Einer, der nichts davon hat, unter allen Umständen nichts davon hat, kommt entweder mit zugenähten Taschen auf die Welt oder man hat versäumt, ihn im Gebrauch von Schultern und Ellbogen einzuweisen. Ein weises Versäumnis, wenn man bedenkt, dass der Gebrauch der Ellbogen kontraproduktiv für jemanden ist, dessen Aufgabe darin besteht, Lösungen zu finden wie das Wasser, das seinen Weg durchs Gelände findet, in Bewegungen, die als Suchbewegungen interpretiert werden können, deren jede aber eine Findung bedeutet, etwa wie man sich genetische Veränderungen vorstellt, die durch kein Suchen und Wollen präformiert sind. Ein solcher, sagen wir: Poet steht immer richtig, auch mit dem Rücken zur Wand und selbst mit dem Gesicht... aber diese Assoziation sollte man rasch vergessen, wenngleich es durchaus richtig ist, dass eine blödsinnige Kulturkritik eine Zeitlang nicht müde wurde, Ballettmusiken und Gedichte für die Taten von Massenmördern haftbar zu machen und mit Berufsverbot zu belegen. Die figurale Kunst, die in den Lautsprecherkrieg zwischen Ost und West geriet, könnte, wenn sie ins Erzählen geriete, so manche Schnurre erzählen. Zum Glück sind Leinwände stumm, an den offiziellen Ausstellungsorten stehen sie in scharfer Konkurrenz zu anderen, weniger überkommenen, dafür bereits herunterkommenen Kunstformen, was sie naturgemäß zusammenrücken lässt. Wir, die wir auftauchen aus der Flut, um sogleich in der nächsten zu versinken, zählen die Köpfe: es sind erstaunlich wenige.

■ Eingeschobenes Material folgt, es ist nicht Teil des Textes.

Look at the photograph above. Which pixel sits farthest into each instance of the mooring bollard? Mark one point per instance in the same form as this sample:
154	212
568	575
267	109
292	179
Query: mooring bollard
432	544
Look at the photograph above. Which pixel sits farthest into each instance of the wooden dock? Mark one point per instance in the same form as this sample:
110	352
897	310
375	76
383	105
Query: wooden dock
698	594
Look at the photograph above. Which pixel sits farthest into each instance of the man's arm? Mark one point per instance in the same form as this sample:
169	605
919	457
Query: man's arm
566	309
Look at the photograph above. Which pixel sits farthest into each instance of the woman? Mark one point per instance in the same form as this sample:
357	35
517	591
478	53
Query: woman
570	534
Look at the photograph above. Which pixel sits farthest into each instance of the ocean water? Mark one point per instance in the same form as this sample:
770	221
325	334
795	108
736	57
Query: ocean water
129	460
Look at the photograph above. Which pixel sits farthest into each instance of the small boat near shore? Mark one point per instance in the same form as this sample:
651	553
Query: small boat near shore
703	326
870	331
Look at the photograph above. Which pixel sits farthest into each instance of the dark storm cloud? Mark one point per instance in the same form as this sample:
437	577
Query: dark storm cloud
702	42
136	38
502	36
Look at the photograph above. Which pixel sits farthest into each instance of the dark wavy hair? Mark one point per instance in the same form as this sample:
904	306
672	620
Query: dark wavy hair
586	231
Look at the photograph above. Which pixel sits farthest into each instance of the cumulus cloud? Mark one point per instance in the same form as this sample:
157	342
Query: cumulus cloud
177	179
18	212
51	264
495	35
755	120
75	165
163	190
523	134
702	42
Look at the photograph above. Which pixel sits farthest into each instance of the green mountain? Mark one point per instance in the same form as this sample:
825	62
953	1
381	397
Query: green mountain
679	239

Die neue Barbarei trifft den, der der alten mit Mühe entronnen ist, verständlicherweise hart. Umso härter, je unverständlicher sie ihm sein muss, da die Arbeiten dessen, an den er sich anschließt, ihm wie das Werk der Lauterkeit selbst vorkommen. Weit gefehlt – de Chirico gibt in den Kunstübersichten der Zeit die Dame ohne Unterleib, das Exempel eines entzweigeschnittenen Oeuvres, von dem nur die eine Hälfte bekannt ist und gilt, während die andere, die ›fette‹ Malerei, wie Mersmann sie nennt, schamhaft versteckt und schamlos denunziert wird. Die saubere Hälfte liegt in den fernen, unerreichbaren Zwanzigern, sie bietet nichts, woran sich anknüpfen ließe, dafür lässt sie sich mühelos bestehlen, was auch geschieht. Ein frühes Mersmann-Bild zeigt den Künstler als Christusfigur mit grünem, fliehendem Haupt, die Hand an sich legt ›in memoriam Francesco Borromini‹ – wer so malt, stiehlt nicht, er will eine Nachfolge antreten, legitim oder nicht, transalpin oder transversal. Nachfolge aber ist in jenen Jahren des Wiederaufbaus, der Wiedereinsetzung, der simplified versions, der Duplikate und Fälschungen nicht zu erlangen, auf alle Fälle nicht durchzusetzen, wer sie ertrotzt, bekommt ein Pflaster aufs Maul und darf das Klassenzimmer verlassen. Mersmann malt, er ist ein glücklicher Mensch. Er schreibt auch, glücklich der Mensch, dem die Wörter seiner Sprache zu Hand gehen, kein größeres Unglück als die Sprachlosigkeit der Pinsel und der wirre Umriss von Halbgedanken, der Geld und Ausstellungen einbringt.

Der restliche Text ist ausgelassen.